Maybe the money will provide him with enough privacy to not worry about that – maybe.
What that kind of money certainly allows Armstrong is the resources to be able to fight the US Anti-Doping Agency (Usada) through any courtroom he wanted, tie the thing up in knots for a long time, maintaining the pretence for even more years. But he isn’t doing so. And since Armstrong is famously thorough in his thought-processes, one can only conclude he has engaged in damage control, preferring this route and putting a brake on some of the evidence the Usada were prepared to unveil.
That he has raised such an ignominious white flag has been surprising but hardly shocking to anyone who has bothered to rationally look at the scale of cycling’s deception over the last 15 years and it has probably pleased the platoons of faceless suits in the sport’s administration as well as a corporate engine that gladly bought into the Armstrong myth for as long as it suited them.

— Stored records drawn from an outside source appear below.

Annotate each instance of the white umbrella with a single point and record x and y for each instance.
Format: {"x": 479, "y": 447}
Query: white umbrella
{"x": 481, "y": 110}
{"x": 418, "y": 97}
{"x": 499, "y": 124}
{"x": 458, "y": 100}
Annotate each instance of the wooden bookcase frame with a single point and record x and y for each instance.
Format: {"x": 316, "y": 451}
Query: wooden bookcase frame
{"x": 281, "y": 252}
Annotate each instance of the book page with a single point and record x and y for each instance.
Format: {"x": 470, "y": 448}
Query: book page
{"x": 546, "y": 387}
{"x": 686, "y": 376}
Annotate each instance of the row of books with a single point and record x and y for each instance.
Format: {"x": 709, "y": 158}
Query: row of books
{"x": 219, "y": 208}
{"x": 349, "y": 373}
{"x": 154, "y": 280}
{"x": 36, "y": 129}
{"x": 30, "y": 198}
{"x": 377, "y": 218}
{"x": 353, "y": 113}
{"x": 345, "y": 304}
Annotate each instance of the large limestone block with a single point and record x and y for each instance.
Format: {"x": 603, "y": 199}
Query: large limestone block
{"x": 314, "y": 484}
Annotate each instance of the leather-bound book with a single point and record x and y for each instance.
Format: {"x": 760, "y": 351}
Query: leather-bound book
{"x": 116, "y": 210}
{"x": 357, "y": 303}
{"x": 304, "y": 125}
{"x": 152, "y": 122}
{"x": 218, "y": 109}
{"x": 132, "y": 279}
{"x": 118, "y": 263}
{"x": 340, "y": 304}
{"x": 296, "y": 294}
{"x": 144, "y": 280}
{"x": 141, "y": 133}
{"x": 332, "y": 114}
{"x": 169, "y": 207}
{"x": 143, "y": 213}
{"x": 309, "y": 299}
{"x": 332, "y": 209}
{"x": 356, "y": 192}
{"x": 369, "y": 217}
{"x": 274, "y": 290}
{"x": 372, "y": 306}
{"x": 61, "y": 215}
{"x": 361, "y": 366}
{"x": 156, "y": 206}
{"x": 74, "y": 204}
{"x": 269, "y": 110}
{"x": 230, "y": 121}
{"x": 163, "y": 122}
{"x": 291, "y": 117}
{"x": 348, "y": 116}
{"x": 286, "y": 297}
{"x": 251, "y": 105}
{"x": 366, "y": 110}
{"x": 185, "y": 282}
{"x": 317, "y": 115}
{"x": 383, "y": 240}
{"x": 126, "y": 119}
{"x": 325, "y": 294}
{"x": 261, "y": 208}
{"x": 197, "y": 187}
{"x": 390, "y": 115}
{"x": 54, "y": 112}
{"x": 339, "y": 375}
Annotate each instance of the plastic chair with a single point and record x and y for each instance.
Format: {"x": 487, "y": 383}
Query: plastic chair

Since the amount of money involved in that world makes Lance’s nine figures look paltry, the chances of the suits facing the sort of public opprobrium as Armstrong are about as realistic as hopes that those who finished behind the American in all those famous races were Aled Jones-like innocents when it came to being beaten up by the big, bad drug-cheat.
But you never know. After all, time wounds all heels. Groucho Marx said that. Some claim it for John Lennon but it was Groucho. And he’d have said it knowingly. The only Marxist ever worth following realised only too well how bogus dictums are.
Most heels don’t even get a scratch. But Armstrong has.
Maybe there are some out there who will object to Armstrong being described in such terms. He is after all a cancer survivor, an emotive achievement he has used for a considerable amount of good over the years but also employed as a sort of emotional blackmail. In America especially, his life-story allowed him to be portrayed as a near-secular saint, the blue-eyed son of apple-pie America getting ragged on by those darn “Yerpeens”. And yet it is the American authorities that have eventually caught up with him.